有限的肿瘤免疫原性和深度免疫抑制肿瘤微环境（TME）对有效的肿瘤免疫治疗提出了重大挑战。在此，我们提出了一种基于纳米工程微藻（PCC@AuNP）的光激活免疫刺激剂，同时增强肿瘤免疫原性并重塑TME。从机制上讲，光催化产生的氢通过引发严重的内质网应激和线粒体功能障碍诱导强大的免疫原性细胞死亡。同时，光合造氧和光催化乳酸耗竭协同缓解TME内的免疫抑制，从而通过减少免疫抑制细胞的浸润和促进肿瘤相关巨噬细胞从M2表型向M1表型的再极化来增强细胞毒性T淋巴细胞的活性。

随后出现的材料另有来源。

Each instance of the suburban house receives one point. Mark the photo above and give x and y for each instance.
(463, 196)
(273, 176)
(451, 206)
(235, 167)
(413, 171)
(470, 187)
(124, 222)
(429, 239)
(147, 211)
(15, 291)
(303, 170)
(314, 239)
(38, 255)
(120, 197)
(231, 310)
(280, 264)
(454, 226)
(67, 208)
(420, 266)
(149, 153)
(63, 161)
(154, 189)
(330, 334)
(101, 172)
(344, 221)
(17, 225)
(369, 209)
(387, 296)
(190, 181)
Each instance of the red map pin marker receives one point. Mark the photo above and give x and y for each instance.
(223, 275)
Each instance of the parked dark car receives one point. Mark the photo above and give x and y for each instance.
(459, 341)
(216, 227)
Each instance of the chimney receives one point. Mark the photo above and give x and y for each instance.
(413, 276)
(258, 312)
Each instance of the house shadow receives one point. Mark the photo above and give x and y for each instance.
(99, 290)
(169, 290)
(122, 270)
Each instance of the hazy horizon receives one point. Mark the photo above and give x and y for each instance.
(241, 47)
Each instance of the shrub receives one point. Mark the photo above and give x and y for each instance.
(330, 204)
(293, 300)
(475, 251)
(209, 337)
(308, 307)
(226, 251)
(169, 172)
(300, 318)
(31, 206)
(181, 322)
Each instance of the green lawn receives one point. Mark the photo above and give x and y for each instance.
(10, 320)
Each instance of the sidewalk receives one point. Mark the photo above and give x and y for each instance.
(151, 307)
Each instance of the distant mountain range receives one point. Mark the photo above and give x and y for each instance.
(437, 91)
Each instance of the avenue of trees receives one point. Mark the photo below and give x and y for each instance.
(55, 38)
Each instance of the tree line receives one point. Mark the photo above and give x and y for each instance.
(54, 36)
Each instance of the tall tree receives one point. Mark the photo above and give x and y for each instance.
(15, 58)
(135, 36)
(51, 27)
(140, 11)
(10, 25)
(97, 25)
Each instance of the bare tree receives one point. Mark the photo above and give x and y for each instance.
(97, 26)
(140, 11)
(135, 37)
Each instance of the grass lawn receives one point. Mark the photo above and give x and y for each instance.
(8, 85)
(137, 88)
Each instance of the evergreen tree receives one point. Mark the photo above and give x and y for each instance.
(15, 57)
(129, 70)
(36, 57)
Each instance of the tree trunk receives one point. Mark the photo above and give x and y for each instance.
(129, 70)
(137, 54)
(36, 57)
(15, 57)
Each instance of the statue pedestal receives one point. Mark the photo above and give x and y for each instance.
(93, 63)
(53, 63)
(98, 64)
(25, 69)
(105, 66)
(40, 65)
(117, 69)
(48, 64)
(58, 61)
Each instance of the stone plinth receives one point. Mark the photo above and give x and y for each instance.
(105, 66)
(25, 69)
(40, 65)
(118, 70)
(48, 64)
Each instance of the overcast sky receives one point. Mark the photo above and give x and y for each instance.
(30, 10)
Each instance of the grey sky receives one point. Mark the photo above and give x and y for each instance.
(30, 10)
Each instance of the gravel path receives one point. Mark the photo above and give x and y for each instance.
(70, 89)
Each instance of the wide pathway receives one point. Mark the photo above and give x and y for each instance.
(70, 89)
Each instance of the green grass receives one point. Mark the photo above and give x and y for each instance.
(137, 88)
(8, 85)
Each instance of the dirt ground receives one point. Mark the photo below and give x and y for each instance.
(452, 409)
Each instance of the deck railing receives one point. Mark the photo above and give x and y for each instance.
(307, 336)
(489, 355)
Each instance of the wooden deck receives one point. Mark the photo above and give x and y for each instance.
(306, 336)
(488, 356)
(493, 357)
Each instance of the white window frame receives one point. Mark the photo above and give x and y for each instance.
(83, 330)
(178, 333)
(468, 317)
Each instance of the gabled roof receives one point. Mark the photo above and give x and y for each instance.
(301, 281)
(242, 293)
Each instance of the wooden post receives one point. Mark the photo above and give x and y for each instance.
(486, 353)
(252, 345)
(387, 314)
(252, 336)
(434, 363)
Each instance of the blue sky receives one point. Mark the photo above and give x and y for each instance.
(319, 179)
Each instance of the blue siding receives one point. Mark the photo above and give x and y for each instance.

体内研究表明，PCC@AuNP不仅能根除原发性肿瘤，还能引发对远处病变的强效全身抗肿瘤免疫，对健康组织没有明显的毒性。总的来说，这个创新的PCC@AuNP平台提供了一种安全有效的治疗策略，预示着级联增强气体驱动癌症免疫治疗的先驱时代，具有卓越的精度和生物安全性。

本文章由计算机程序翻译，如有差异，请以英文原文为准。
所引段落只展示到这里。